# Least Favorite Color Bettas



## BeautifulBettaFish (Feb 24, 2010)

Ok so we all love bettas,all colors and types, but if you had to choose whats your Least favorite Color and Type betta ? 

My least favorite color is red ,or even some red mixed w/ other colors...red usually just dosn't strike my fancy....

My least favorite type is the VT (veil Tail) cause there more common and all


----------



## 1fish2fish (Sep 10, 2009)

Hmmm.. I would say my least favorite color is chocolate (also known as pineapple).. It just doesn't appeal to me.

Tail type.. probably CT the least. Partly because I like a more "formal" looking fin and partly because they're so hard to keep straight, you have to have perfect water quality or their rays will curl. That's not saying there aren't CT's I find attractive (I have 2 myself), just not my favorites.


----------



## doggyhog (Apr 30, 2009)

I don't really like Blue with red wash or red with blue wash at all... those are probably my least favorites...

I too don't really love CTs. I have one, but that's it.


----------



## SaylorKennedy (Aug 11, 2009)

Yep, CTs are my least favorite. My water is too hard to keep them anyways. That's why I only had Chance and at the time of getting him wasn't concerned with it so much because he already had fin damage.


----------



## CodeRed (Jun 11, 2009)

I'm not much a fan of multi-colors with no pattern whatsoever, and I don't like most Doubletails. I don't like them when their tail fin is off.... like there's more top fin that lower fin D:

It's weird, because I have a multi-colored doubletail xD I can only reason it's because his tail fin is evenly placed XD


----------



## 1fish2fish (Sep 10, 2009)

I agree with you CR.. I don't like DBT whose lobes (I think that's what you meant) aren't even.. especially on DBT where you can easily see the divide. I also don't like short finned dbt.. just looks odd to me LOL


----------



## CodeRed (Jun 11, 2009)

Yup, you hit it dead on xD They just look... messy, I guess.


----------



## bettaman900 (May 31, 2010)

green i hate green.


----------



## TheJadeBetta (Mar 31, 2010)

My least favorite color is Cellophane. And my least favorite tail type is Double Veil Tail.


----------



## Jayy (Dec 23, 2009)

My least favorite color is is red, blue, and black all together. My least favorite tail type is a comb tail.


----------



## Bettabubble3 (Aug 17, 2009)

Veil tail ( i have 2) and red there just too common


----------



## mysquishy (Mar 12, 2010)

*I like them all but if I had to choose then probably the ones that are green and red. I don't think they are ugly or anything it is just not a color combo I love. 
*
*My least favorite type is the double tail. I just don't think they are the prettiest but I do kind of like the ones with the fuller tails. *


----------



## NIB BETTA (Apr 21, 2010)

DT is my least favorite. I reminds me of a torn fin. 
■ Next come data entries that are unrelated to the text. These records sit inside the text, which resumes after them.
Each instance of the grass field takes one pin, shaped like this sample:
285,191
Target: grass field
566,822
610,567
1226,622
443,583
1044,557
Color, orange doesn't do it for me, it reminds me of goldfish. And the last thing I want is someone thinking my betta is a goldfish.


----------



## tumtum (May 10, 2010)

My least favorite color is probaly.....pineapple. And type would be plakats, simply because I love bettas long fins, and theres are the shortest.


----------



## mfskarphedin (May 19, 2010)

I really dislike double tails, but for color it's kind of a matte white with random multiple colors. Don't know what it's called in bettas, but it looks good on a goldfish (matte calico fantail.)


----------



## JB5 (May 22, 2010)

I also don't like the multi color with no pattern.. at least I haven't seen on I like yet.


----------



## FireKidomaru (Jan 24, 2010)

I dont like mustard gas colored bettas... they just look plain... and i dont like halfmoons... everyone things that they are sooooo fancy but really they are all just bettas and companions no matter the color or fins they have...


----------



## 1fish2fish (Sep 10, 2009)

Fire.. just curious.. but if you don't like halfmoons why do you have one as your avatar?


----------



## Allenbetta (Jun 1, 2010)

I love any yellow color ones;HF,Plakat,VT............

The least I like is fully black and white,simply,that's too blank for me.


----------



## BeautifulBettaFish (Feb 24, 2010)

I find this all very interesting....oh yea in addition to what i said when i posted this thread i forgot to mention i also don't like double tail because to me they look torn 
I love love love the Calico Color, Orange because they remind me of goldfish /koi .... Plakats,& Kings & half moons are my favorite tails ,because i like the short tails ...

Beauty truly is in the eye of the beholder


----------



## BettaxFishxCrazy (Sep 5, 2009)

1fish2fish said:


> Fire.. just curious.. but if you don't like halfmoons why do you have one as your avatar?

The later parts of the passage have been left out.